ANYWAY, my musing was on transparency v. readability, which is a much more interesting design decision for a language, at the philosophical/fundamental level. At some point a language designer must aim for readability or 'write-ability'. Generally speaking, 'serious' programming languages (e.g., Java, C#) go for the former, scripting languages go for the latter. Of course everyone wants both, but there are some fundamental trade-offs and you have to privilege one or the other.

One place that this decision manifests is in the 'transparency' (I'm sure there's better word for this) of entities in your language. At one end of the spectrum is Java, where everything must be spelt out, arrays are very different from array-like objects (e.g., ArrayLists), primitives (e.g., int) are very different from primitive-like objects (e.g., BigDecimal), there is no operator overloading, but there are no surprises. C# makes things a little easier with delegates and getters and setters, but basically subscribes to the Java philosophy.

C++ is an interesting case, transparency is much more important here, operator overloading is very flexible and allows user-defined objects to be used (almost) exactly like built-in types, such as ints, arrays, and pointers. Unfortunately, there are a lot of rough edges and it is rare that the programmer can actually use objects like built-in types without having to think about it.
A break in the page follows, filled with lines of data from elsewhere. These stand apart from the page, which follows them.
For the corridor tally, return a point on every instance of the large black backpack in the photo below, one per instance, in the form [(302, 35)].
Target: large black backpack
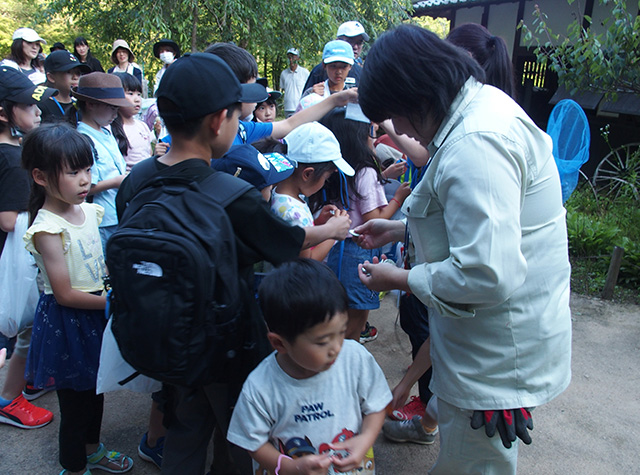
[(176, 302)]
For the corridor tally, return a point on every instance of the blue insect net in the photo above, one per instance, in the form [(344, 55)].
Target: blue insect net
[(569, 130)]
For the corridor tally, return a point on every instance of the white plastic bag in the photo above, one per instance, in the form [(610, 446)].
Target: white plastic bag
[(113, 369), (18, 288)]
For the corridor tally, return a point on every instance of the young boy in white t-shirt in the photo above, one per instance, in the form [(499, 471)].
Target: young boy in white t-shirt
[(315, 405)]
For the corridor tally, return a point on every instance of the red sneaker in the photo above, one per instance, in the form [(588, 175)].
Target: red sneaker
[(415, 407), (21, 413)]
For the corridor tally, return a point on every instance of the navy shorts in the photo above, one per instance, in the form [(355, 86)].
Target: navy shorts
[(360, 297)]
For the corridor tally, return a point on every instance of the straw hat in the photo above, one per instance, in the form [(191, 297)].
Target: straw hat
[(124, 45), (101, 87)]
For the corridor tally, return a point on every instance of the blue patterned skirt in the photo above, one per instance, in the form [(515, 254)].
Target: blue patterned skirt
[(65, 346)]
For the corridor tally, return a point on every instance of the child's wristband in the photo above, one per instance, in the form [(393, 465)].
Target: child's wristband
[(280, 457)]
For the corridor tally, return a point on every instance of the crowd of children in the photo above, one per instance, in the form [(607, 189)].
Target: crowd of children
[(317, 403)]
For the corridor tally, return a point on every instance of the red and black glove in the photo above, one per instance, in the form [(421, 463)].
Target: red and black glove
[(510, 423)]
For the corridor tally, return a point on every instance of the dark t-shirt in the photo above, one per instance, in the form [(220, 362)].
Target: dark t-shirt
[(318, 74), (54, 110), (15, 185), (260, 236)]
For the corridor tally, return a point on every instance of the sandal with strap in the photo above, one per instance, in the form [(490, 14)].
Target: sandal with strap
[(112, 457)]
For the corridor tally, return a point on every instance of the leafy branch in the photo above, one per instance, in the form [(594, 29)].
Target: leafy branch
[(608, 62)]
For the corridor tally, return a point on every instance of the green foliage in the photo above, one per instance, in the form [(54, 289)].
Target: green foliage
[(439, 26), (594, 228), (589, 236), (630, 269), (608, 62), (27, 13)]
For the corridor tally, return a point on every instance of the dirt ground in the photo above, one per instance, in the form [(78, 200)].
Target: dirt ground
[(592, 428)]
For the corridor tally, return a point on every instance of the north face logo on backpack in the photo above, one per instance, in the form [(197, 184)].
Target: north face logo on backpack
[(148, 268)]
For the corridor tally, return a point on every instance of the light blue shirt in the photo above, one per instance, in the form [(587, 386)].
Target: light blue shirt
[(108, 163), (490, 233)]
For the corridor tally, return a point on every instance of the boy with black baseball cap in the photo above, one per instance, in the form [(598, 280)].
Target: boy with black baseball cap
[(63, 72), (203, 121)]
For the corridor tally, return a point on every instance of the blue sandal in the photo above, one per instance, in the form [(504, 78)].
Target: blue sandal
[(113, 457)]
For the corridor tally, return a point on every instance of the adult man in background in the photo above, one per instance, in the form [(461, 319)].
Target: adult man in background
[(292, 81), (353, 33)]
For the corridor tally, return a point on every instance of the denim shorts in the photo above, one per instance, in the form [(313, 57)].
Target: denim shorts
[(360, 297)]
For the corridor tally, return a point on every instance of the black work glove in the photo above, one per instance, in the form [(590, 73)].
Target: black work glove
[(510, 423)]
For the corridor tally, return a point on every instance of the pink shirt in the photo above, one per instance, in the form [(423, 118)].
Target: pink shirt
[(372, 192)]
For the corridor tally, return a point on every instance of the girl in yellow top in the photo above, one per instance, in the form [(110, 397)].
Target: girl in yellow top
[(69, 320)]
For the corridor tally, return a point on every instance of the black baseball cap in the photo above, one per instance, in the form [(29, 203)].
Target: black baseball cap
[(16, 87), (199, 84), (63, 61)]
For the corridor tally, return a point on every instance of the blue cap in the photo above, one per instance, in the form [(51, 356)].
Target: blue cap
[(337, 50), (261, 170)]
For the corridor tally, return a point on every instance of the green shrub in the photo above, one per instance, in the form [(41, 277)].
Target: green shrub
[(594, 227), (588, 236)]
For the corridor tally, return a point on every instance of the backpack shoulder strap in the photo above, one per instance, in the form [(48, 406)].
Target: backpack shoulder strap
[(142, 172)]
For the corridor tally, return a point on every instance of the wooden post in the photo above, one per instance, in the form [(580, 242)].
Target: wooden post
[(612, 273)]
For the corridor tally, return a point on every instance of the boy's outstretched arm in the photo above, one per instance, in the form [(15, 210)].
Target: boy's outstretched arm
[(315, 112), (357, 446), (267, 456), (421, 363)]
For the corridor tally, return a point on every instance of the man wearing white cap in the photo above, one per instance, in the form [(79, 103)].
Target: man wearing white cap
[(292, 81), (353, 33)]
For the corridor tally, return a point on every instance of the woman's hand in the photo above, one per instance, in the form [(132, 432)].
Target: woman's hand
[(380, 277), (402, 192), (327, 212), (395, 170), (376, 233), (400, 395)]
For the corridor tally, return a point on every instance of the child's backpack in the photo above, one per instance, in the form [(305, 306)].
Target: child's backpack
[(175, 301)]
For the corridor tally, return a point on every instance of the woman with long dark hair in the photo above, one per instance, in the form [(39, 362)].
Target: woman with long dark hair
[(25, 55), (82, 51), (491, 244)]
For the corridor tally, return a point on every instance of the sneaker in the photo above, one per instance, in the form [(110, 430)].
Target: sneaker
[(153, 455), (21, 413), (370, 333), (30, 393), (415, 407), (409, 431)]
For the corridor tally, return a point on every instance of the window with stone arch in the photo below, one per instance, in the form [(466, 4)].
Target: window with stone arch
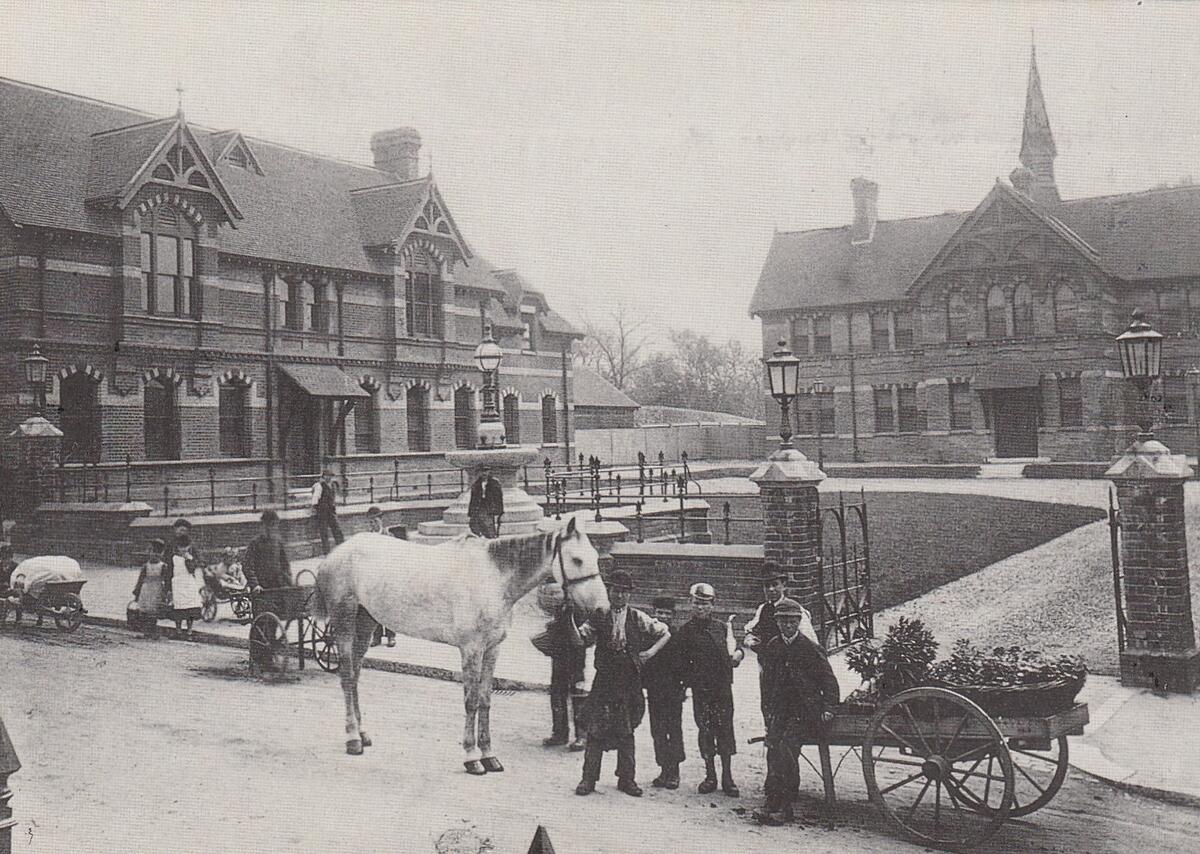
[(160, 415), (79, 422), (511, 419), (957, 319), (465, 433), (417, 402), (1023, 308), (549, 420), (1066, 308), (169, 282)]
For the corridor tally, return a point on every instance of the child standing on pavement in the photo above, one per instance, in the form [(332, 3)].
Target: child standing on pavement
[(708, 661), (664, 698)]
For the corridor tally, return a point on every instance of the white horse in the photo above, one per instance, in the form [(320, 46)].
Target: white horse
[(460, 593)]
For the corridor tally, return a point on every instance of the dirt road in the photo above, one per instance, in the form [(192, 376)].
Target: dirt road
[(131, 745)]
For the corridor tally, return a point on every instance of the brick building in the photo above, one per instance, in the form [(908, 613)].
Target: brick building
[(987, 334), (209, 298)]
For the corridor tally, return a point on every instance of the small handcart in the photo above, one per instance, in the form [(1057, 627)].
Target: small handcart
[(275, 612), (945, 773), (48, 585)]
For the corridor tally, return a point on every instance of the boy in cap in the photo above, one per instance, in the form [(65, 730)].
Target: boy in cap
[(664, 697), (625, 639), (801, 692), (708, 660)]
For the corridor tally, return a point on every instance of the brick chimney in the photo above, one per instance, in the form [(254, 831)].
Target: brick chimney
[(867, 196), (397, 151)]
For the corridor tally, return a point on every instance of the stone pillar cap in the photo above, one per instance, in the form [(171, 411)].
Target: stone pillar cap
[(787, 465)]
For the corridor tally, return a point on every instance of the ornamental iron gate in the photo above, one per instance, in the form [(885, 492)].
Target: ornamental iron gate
[(844, 576)]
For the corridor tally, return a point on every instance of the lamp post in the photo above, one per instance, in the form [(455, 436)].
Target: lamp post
[(817, 391), (784, 377), (36, 366), (487, 356)]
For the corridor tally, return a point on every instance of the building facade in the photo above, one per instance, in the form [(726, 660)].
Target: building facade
[(208, 296), (961, 337)]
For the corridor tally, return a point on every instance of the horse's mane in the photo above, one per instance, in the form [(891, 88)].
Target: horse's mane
[(516, 554)]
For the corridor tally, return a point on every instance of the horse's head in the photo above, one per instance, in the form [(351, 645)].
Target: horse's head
[(577, 569)]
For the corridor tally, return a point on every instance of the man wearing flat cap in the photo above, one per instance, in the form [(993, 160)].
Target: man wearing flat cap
[(799, 696), (708, 657), (625, 639)]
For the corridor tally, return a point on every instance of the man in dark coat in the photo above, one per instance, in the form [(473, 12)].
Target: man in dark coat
[(708, 666), (265, 565), (801, 695), (486, 505), (625, 639), (663, 679)]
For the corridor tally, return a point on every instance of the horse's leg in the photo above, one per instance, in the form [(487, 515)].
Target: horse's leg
[(472, 667), (363, 635), (485, 710)]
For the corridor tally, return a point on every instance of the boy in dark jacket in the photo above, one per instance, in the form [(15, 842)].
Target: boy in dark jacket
[(663, 681), (799, 695), (708, 660)]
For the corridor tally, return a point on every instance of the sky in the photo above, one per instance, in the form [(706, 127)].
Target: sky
[(641, 156)]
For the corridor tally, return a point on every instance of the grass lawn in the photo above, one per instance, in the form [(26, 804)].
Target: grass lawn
[(921, 541)]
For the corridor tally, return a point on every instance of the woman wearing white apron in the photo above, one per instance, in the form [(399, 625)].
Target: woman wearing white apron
[(185, 584)]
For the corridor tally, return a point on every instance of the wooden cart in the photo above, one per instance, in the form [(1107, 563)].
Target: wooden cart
[(943, 771)]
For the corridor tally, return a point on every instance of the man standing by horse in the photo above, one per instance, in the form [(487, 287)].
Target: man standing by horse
[(486, 505), (625, 639)]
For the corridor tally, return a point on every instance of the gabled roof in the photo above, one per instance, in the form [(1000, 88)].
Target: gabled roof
[(593, 390)]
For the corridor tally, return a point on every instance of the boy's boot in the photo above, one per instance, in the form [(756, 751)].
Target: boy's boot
[(727, 785)]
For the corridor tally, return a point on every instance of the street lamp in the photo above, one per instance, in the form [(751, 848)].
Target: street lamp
[(36, 367), (487, 356), (784, 376), (817, 391), (1141, 358)]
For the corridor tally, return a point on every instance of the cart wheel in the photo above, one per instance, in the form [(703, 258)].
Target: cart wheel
[(69, 614), (1038, 774), (267, 639), (939, 768), (241, 606), (208, 605), (325, 648)]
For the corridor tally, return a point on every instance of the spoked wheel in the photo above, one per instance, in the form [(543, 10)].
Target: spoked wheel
[(939, 768), (208, 605), (268, 639), (325, 648), (69, 613)]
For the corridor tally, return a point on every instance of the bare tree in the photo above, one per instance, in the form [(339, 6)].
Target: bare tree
[(615, 348)]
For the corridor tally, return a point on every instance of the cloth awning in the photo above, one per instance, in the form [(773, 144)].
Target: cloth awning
[(324, 380), (1011, 371)]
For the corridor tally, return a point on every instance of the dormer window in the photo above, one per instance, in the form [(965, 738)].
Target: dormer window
[(168, 264)]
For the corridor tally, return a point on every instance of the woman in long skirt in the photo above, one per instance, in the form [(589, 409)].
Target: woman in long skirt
[(185, 584)]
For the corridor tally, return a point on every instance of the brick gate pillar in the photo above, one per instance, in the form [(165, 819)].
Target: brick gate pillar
[(1161, 647), (787, 482)]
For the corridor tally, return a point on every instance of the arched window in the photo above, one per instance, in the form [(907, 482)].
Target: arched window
[(366, 421), (957, 317), (418, 404), (233, 419), (997, 313), (465, 416), (1066, 310), (1023, 310), (168, 264), (513, 419), (160, 418), (549, 420), (79, 404)]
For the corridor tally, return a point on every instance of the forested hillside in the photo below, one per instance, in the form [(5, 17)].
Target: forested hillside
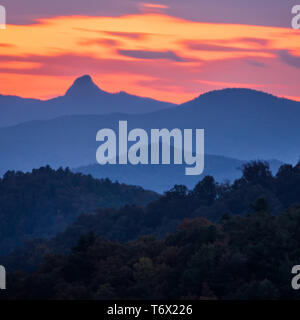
[(257, 190), (247, 257), (44, 202)]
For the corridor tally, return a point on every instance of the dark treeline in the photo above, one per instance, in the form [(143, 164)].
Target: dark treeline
[(242, 257), (45, 201), (236, 241), (208, 199)]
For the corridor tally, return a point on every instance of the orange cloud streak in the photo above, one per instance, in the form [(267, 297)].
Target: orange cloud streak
[(158, 63)]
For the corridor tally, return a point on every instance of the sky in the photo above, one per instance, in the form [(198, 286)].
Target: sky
[(171, 50)]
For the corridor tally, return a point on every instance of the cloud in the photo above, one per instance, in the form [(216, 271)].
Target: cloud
[(288, 58), (128, 35), (213, 47), (256, 63), (100, 42), (151, 55)]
Also, being allowed to override assignment etc. can lead to some really evil bugs.

There is a tradition, starting with Smalltalk, and present in most OO-languages to some extent, of "everything is an object". In practice this means there are no built-in types and instead one has object versions of things like arrays, coupled with some form of trickiness to make them easier to use, ideally as easy to use as built-in types should be. Such trickiness is often used to replace things like loops and other control structures with objects too. In theory it means the language can be transparently extended with new control structures. In practice, the trickiness is often difficult to understand, means there are multiple ways to get the same result, and makes the language more complex. Java uses a similar idea to support for each loops.

Scripting languages often take a similar approach, see Python and Javascript. Here many things (e.g., arrays, dictionaries) are ordinary objects, but not quite - the trickiness rears its head so that arrays can be used like a programmer might expect, and you end up with layers of hidden methods and meta-methods, and so forth, which make the language easy to use for casual programmers and allow lots of tricksy programming for those willing to get their hands dirty. This might be a good approach, but this kind of transparency is hardly elegant (well, I guess it kind of is, or neat at least), and the languages are far from simple, or easy to understand in an holistic way.

These scripting languages and those in the Smalltalk tradition (Self, Grace) kind of fill the other end of the spectrum. However, as you can see, it is not really a linear scale from readability to transparency, more different approaches to the same problem, on some multi-dimensional axes.

Is there an optimal solution? Probably not, after all, different languages are used for different purposes. As scripting languages are more and more used for large programs and not just small scripts, I think that a focus on transparency might turn out to have been a poor decision. But there are many other decisions in scripting language design which will turn out to be poor in this situation too.

Perhaps a good question to ask is, is there a problem? Do we really need elegant languages? Could we have a language which was not elegant, i.e., many special cases, lots of different classes of entities, little unification, perhaps that lacked certain kins of transparency, but that was pleasant to write programs in and to read? (Is this in fact, Java or C++) Possibly not, having universal concepts make a language fundamentally easier to understand, but it is also possible that we have gone too far (I'm not definitely saying we have). Are there corpus studies that have investigated how often programmers actually need to mimic built-in types? Is there some compromise level of operator overloading that makes things easier than any of the current positions?